Read More: Tim Cook Lays Out Why We Can't Let the Government Erode Our Privacy, Even a Little
The FBI seeks software that would bypass an iPhone's feature that erases the phone's contents after 10 failed attempts at the password; the software would allow the federal agency to test an unlimited number of password combinations until it's successful. Without Farook's password, all the data on the phone remains encrypted.
Apple said it does not have the software to undermine its own security features and that engineering it would be too dangerous.
"We were shocked and outraged by the deadly act of terrorism in San Bernardino last December.
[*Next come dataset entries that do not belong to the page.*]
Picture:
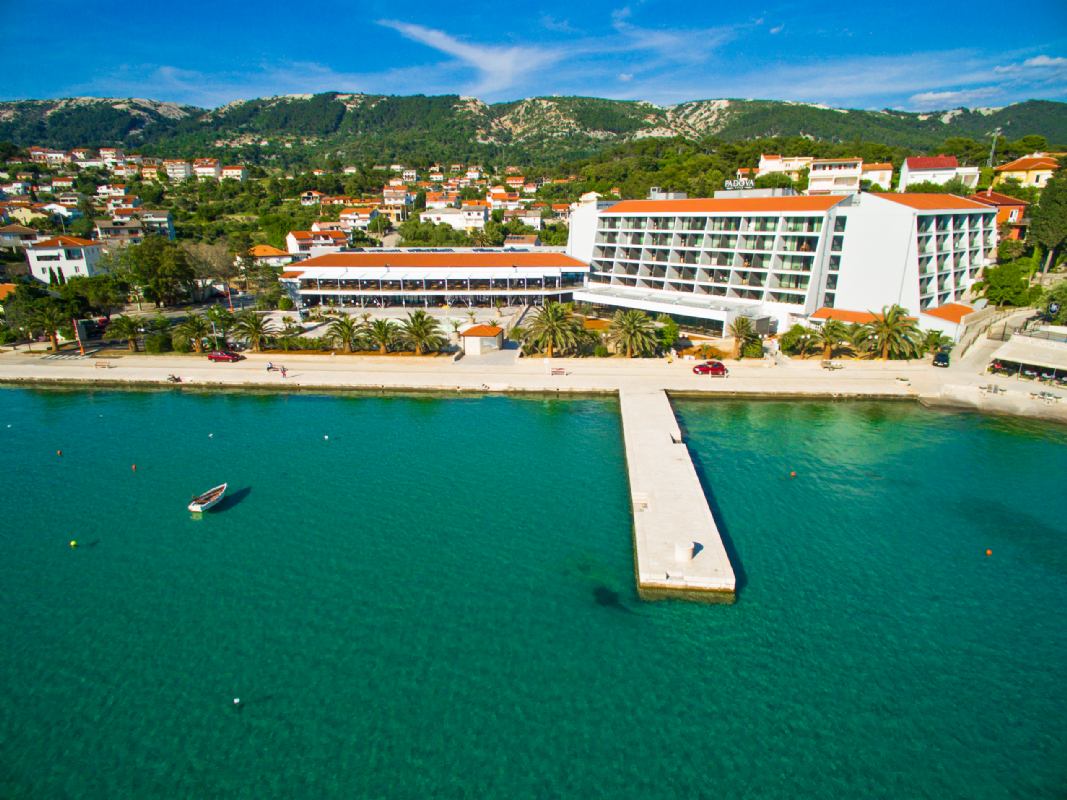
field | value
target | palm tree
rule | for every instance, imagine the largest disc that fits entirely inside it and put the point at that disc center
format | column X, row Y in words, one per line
column 253, row 329
column 125, row 328
column 345, row 330
column 194, row 329
column 634, row 331
column 49, row 318
column 743, row 332
column 829, row 336
column 893, row 333
column 383, row 333
column 421, row 331
column 553, row 328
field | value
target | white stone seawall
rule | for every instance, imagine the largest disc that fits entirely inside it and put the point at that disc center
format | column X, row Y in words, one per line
column 677, row 543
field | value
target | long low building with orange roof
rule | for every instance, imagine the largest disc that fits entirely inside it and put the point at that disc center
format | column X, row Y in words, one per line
column 433, row 277
column 777, row 259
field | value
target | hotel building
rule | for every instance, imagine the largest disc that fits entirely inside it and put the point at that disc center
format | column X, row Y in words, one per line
column 779, row 259
column 423, row 278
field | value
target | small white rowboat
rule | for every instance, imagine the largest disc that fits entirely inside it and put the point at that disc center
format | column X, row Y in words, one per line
column 209, row 498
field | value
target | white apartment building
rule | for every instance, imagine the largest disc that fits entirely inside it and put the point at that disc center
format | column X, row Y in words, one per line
column 66, row 256
column 879, row 175
column 207, row 169
column 177, row 170
column 834, row 176
column 780, row 259
column 791, row 165
column 936, row 170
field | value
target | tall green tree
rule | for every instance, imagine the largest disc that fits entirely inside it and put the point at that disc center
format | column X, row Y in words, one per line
column 743, row 334
column 1048, row 219
column 832, row 335
column 383, row 333
column 254, row 329
column 346, row 331
column 421, row 332
column 893, row 334
column 193, row 330
column 125, row 328
column 634, row 332
column 553, row 328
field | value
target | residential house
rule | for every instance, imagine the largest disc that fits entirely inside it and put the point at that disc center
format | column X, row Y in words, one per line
column 207, row 169
column 791, row 165
column 936, row 170
column 15, row 237
column 315, row 242
column 177, row 170
column 834, row 176
column 1010, row 211
column 1031, row 171
column 265, row 254
column 235, row 172
column 66, row 256
column 359, row 218
column 879, row 175
column 522, row 240
column 116, row 233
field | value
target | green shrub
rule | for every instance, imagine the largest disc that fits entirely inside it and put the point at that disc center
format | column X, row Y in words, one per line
column 158, row 342
column 752, row 350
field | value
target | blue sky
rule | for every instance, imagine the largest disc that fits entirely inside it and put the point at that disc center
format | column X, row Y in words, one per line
column 907, row 54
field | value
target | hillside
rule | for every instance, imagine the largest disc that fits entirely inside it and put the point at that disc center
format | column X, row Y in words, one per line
column 301, row 128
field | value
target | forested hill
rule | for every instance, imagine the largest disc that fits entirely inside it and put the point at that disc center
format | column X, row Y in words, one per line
column 301, row 128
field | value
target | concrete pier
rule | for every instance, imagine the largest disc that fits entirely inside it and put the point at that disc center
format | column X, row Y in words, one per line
column 678, row 547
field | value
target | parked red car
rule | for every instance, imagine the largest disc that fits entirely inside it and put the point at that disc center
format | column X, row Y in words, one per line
column 715, row 369
column 223, row 355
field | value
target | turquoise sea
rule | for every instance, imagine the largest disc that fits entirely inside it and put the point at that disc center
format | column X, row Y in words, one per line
column 407, row 608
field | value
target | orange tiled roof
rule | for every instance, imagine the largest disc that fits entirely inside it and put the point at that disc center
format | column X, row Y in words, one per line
column 443, row 259
column 725, row 205
column 1028, row 162
column 483, row 331
column 924, row 202
column 263, row 251
column 951, row 312
column 996, row 198
column 63, row 241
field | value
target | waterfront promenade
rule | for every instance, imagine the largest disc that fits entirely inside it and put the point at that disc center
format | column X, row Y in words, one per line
column 678, row 548
column 958, row 386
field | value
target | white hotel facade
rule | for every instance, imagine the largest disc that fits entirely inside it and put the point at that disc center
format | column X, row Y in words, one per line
column 780, row 259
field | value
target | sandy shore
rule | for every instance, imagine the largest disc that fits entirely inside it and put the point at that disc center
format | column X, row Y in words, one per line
column 957, row 386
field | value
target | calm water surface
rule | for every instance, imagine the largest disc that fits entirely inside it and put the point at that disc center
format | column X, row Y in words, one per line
column 407, row 607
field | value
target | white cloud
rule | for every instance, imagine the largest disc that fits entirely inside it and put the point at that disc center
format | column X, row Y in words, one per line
column 498, row 67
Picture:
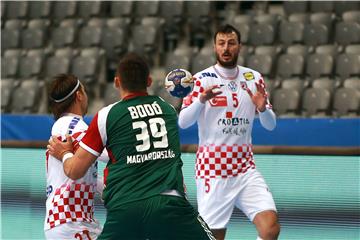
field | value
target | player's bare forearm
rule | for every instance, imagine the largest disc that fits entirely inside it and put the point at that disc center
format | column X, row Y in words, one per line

We mourn the loss of life and want justice for all those whose lives were affected. ... We have no sympathy for terrorists," Cook wrote. Up to this point, he wrote, Apple has been fully compliant with the FBI's request for assistance, and he explained, in no uncertain words, his company's stance:
We have great respect for the professionals at the FBI, and we believe their intentions are good. Up to this point, we have done everything that is both within our power and within the law to help them. But now the U.S. government has asked us for something we simply do not have, and something we consider too dangerous to create. They have asked us to build a backdoor to the iPhone.
The iPhone 5c was supplied to Farook by his employer, the San Bernardino County Department of Public Health. The FBI seeks to access his phone's data between Oct. 19 — when Farook stopped backing his phone up to the iCloud, an act the FBI suspects was linked to his plan — and the attack on Dec. 2.
Apple said complying with the order would create a dangerous precedent and essentially equip the government with "the equivalent of a master key," which would allow it to access millions of people's data. But Cook alluded he is skeptical that the FBI would only use the supposed software or the precedent the court order would set only once.
Should the government override Apple's appeal, it could recalibrate the dynamic between the government and tech companies, which have largely resisted such requests, to make encrypted data more easily accessible.
"Opposing this order is not something we take lightly. We feel we must speak up in the face of what we see as an overreach by the U.S. government," Cook concluded.
"While we believe the FBI's intentions are good, it would be wrong for the government to force us to build a backdoor into our products," Cook wrote. "And ultimately, we fear that this demand would undermine the very freedoms and liberty our government is meant to protect."